第13話 冒険者の装備とパワードスーツ

 僕とアンテナは赤井さんに下山ルートを先導されながら、いろいろと話をした。


 たぶん、赤井さんからすると僕達の精神的ケアや遭難要因の調査なんかも兼ねてのことだったのかもしれない。

 だけどその時の僕達はそんな彼女の意図には気づかずに、ただただ赤井さんという高レベル冒険者の存在に圧倒されて、好奇心のままに質問を重ねた。


 なかでも、最初に話題になったのは彼女の相棒である、黒い外骨格のことだ。


 強化外骨格。パワードアシストスーツ。動力骨格。


 今では軍から民間まで広く使われている「それ」には性能も呼び名も様々なバリエーションが存在している。


 多くの外骨格で共通することは背中と腰での重さを地面に伝えることで人体が背負う荷物の負荷を軽減させる構造になっていることであり、動力式のものはさらに体や荷物を持ち上げる際に筋肉の動きをセンサーでトレースして動きをサポートする機能がある。


 まあ、このぐらいは僕のような一般人でも知っていることだ。


「軍用…ですか」


「外骨格を見るのは初めて?」


「いえ、農場の手伝いで装着したことはあります。その…民生品で安物ですけど」


 実は、僕もドローン農場のアルバイトで農作物の積み込み補助をしたときには外骨格を装着したことがある。

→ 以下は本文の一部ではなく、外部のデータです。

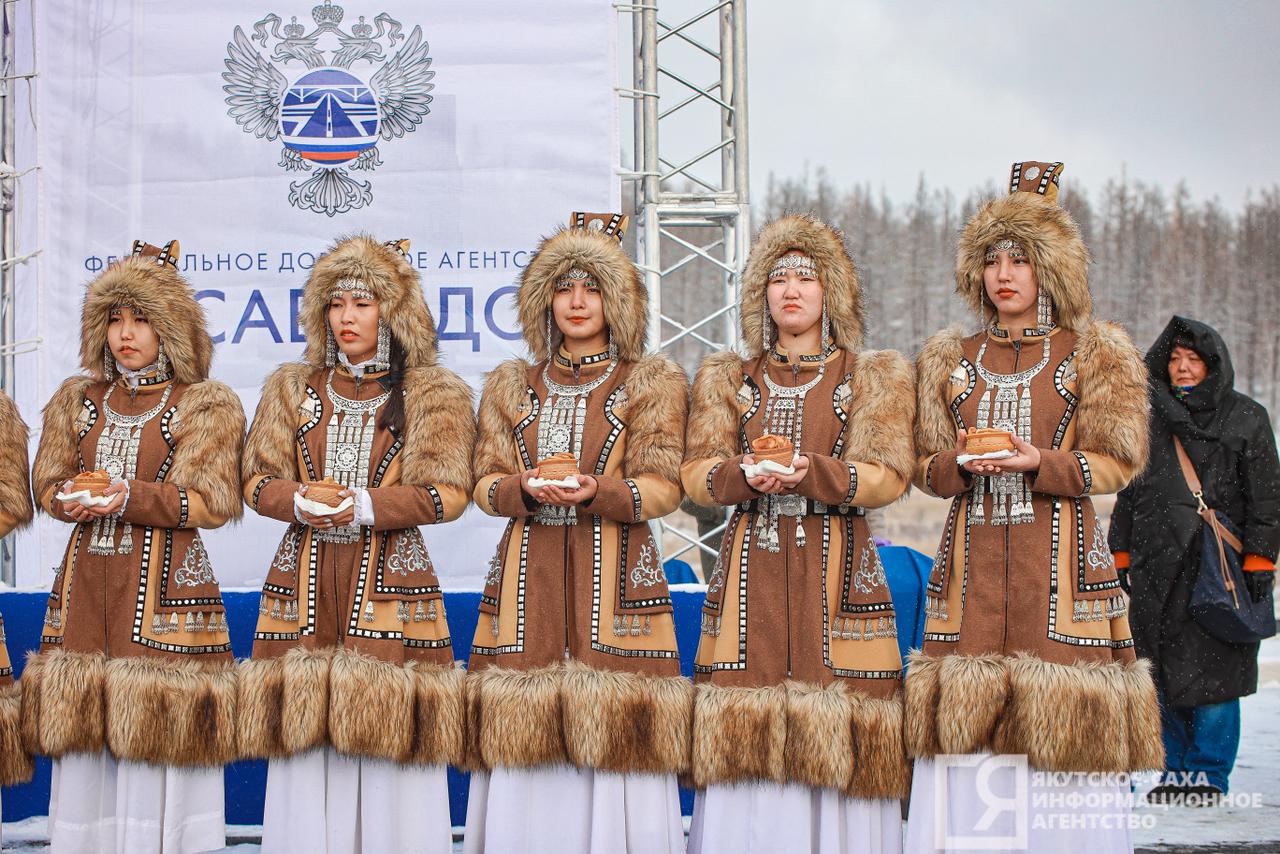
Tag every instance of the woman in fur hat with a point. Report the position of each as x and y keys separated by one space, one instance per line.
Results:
x=1027 y=645
x=133 y=690
x=16 y=512
x=581 y=716
x=352 y=692
x=798 y=721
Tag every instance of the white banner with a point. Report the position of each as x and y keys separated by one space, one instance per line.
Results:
x=256 y=132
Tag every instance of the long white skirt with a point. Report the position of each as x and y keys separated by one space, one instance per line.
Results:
x=766 y=817
x=990 y=803
x=321 y=802
x=100 y=805
x=558 y=809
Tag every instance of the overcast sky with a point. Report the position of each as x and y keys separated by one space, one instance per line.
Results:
x=881 y=91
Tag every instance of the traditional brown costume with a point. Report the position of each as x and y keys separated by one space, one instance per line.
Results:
x=135 y=652
x=799 y=668
x=352 y=649
x=16 y=512
x=1027 y=645
x=574 y=658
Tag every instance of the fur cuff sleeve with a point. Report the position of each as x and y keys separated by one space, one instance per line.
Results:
x=210 y=435
x=14 y=482
x=439 y=429
x=882 y=412
x=58 y=455
x=1114 y=409
x=657 y=410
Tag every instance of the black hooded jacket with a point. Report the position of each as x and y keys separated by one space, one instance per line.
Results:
x=1233 y=450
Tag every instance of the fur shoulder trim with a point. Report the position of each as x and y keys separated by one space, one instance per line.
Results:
x=58 y=455
x=841 y=291
x=210 y=438
x=504 y=389
x=1054 y=246
x=439 y=428
x=1114 y=410
x=389 y=277
x=882 y=411
x=626 y=302
x=269 y=447
x=16 y=478
x=935 y=425
x=170 y=307
x=657 y=410
x=713 y=410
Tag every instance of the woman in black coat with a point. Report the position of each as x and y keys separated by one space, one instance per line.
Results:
x=1156 y=535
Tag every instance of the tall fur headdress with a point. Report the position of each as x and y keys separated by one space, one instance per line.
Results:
x=1050 y=237
x=384 y=270
x=149 y=282
x=595 y=250
x=841 y=291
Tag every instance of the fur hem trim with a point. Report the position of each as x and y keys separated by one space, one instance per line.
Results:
x=1054 y=246
x=402 y=713
x=657 y=410
x=841 y=291
x=174 y=713
x=284 y=703
x=883 y=388
x=1115 y=406
x=506 y=388
x=626 y=302
x=1022 y=704
x=16 y=765
x=626 y=722
x=389 y=277
x=826 y=736
x=516 y=715
x=713 y=409
x=169 y=304
x=935 y=424
x=64 y=703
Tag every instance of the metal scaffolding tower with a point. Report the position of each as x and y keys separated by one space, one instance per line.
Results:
x=690 y=186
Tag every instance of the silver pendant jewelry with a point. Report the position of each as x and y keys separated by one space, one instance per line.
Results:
x=560 y=430
x=118 y=455
x=784 y=415
x=1010 y=496
x=383 y=357
x=348 y=444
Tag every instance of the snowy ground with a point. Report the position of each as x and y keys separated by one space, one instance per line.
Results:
x=1249 y=827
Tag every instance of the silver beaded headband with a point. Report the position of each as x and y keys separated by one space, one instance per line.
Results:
x=355 y=287
x=801 y=264
x=575 y=275
x=1008 y=245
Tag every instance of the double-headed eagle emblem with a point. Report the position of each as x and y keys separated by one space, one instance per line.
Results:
x=321 y=101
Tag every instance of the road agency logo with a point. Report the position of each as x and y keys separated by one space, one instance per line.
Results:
x=329 y=96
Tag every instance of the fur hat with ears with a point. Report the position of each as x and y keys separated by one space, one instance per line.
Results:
x=385 y=272
x=1050 y=238
x=149 y=282
x=597 y=251
x=841 y=291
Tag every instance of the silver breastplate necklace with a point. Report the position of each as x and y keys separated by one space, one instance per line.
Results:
x=118 y=455
x=1010 y=497
x=347 y=447
x=784 y=415
x=560 y=430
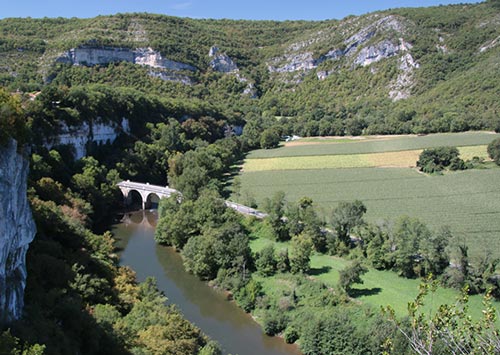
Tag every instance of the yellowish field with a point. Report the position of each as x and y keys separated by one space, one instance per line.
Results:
x=401 y=159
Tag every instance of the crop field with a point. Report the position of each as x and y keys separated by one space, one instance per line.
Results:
x=398 y=159
x=467 y=201
x=366 y=145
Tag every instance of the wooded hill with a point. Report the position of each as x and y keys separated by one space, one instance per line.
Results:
x=397 y=71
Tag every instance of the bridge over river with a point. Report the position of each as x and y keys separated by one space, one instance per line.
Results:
x=151 y=194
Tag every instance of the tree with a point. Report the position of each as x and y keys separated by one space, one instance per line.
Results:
x=436 y=159
x=408 y=234
x=300 y=253
x=266 y=261
x=351 y=275
x=275 y=207
x=494 y=150
x=270 y=138
x=346 y=216
x=449 y=330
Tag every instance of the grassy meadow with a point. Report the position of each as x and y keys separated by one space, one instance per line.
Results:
x=379 y=288
x=468 y=201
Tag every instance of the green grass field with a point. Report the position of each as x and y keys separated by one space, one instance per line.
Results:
x=380 y=288
x=467 y=201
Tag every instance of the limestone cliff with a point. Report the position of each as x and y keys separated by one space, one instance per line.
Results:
x=17 y=230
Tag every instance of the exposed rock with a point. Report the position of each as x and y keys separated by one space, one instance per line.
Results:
x=17 y=230
x=489 y=45
x=149 y=57
x=382 y=50
x=323 y=74
x=90 y=55
x=170 y=76
x=302 y=61
x=79 y=137
x=401 y=88
x=87 y=55
x=221 y=62
x=386 y=23
x=305 y=61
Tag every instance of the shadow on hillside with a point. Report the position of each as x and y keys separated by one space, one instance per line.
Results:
x=319 y=271
x=356 y=292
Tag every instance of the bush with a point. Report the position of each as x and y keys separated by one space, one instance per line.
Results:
x=275 y=321
x=433 y=160
x=291 y=335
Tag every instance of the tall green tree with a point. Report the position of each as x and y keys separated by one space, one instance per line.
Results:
x=345 y=217
x=300 y=253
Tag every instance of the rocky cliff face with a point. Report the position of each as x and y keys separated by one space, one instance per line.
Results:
x=221 y=62
x=17 y=230
x=79 y=137
x=165 y=68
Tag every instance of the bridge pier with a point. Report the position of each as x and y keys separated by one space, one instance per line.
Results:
x=146 y=191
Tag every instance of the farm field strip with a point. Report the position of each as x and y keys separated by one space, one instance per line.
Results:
x=400 y=159
x=468 y=201
x=365 y=146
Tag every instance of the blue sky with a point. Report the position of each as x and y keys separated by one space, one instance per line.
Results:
x=233 y=9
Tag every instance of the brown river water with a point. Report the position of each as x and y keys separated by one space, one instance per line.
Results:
x=209 y=309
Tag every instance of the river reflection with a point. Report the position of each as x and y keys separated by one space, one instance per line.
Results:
x=220 y=319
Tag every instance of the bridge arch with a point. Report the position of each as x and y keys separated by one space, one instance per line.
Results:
x=152 y=200
x=133 y=198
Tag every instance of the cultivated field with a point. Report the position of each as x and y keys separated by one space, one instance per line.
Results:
x=378 y=144
x=467 y=201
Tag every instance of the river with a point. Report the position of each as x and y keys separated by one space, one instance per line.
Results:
x=209 y=309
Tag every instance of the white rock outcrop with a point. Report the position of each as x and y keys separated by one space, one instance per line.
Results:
x=356 y=46
x=221 y=62
x=90 y=55
x=17 y=230
x=401 y=88
x=79 y=137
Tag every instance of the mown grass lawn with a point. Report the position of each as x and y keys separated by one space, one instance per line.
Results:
x=380 y=288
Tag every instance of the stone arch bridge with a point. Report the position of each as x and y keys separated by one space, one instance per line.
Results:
x=150 y=192
x=147 y=192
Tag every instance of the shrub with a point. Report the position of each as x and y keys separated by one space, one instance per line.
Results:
x=433 y=160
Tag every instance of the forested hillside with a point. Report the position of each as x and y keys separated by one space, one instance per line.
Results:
x=397 y=71
x=177 y=92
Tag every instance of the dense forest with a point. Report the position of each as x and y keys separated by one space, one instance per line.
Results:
x=417 y=70
x=305 y=78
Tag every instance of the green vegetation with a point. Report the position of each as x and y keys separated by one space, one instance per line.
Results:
x=78 y=300
x=455 y=87
x=369 y=145
x=437 y=159
x=451 y=199
x=494 y=151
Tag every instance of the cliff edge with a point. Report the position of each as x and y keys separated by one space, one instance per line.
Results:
x=17 y=230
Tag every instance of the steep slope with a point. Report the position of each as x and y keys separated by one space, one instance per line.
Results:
x=392 y=71
x=17 y=230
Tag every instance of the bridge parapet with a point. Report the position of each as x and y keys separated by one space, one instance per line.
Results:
x=145 y=190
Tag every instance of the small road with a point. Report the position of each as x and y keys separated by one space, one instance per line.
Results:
x=165 y=191
x=246 y=210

 動きが制限されるけれど重いキャベツ入りの箱を軽く持ち上げられた際には、自分が力持ちになった気がして興奮した覚えがある。

 最も、果てしなく続く単調作業のせいで、その興奮は30分も続かなかったけれど。


 高レベル冒険者の赤井さんが装備しているのは、本人の言を信じるなら軍用のものだろう。

 どうやって日本に持ち込んだかは知らないけれど。


「あら、スイデンくんは高級品の見分けがつくの?」


「だって…自転車と同じですから」


 赤井さんは僕の答えに少しだけ笑ってくれた。


 そりゃあ、農場で僕が使ったことのある外骨格と赤井さんが身に着けているものは何もかも違うもの。


 まず、フレームが細い。遠目からでは気がつかなかったぐらいだ。

 これはフレーム素材に炭素繊維なんかの高級品を使用していることを示している。

 自転車といっしょだよね。細くて軽くて強いフレームは高いんだ。


 次に関節部のモーターが大きい。いかにもパワーがありそうだ。

 僕が使ったことのある農場の外骨格では走ることができないよう制限されていたから、それとはソフトウェアも違うんだろう。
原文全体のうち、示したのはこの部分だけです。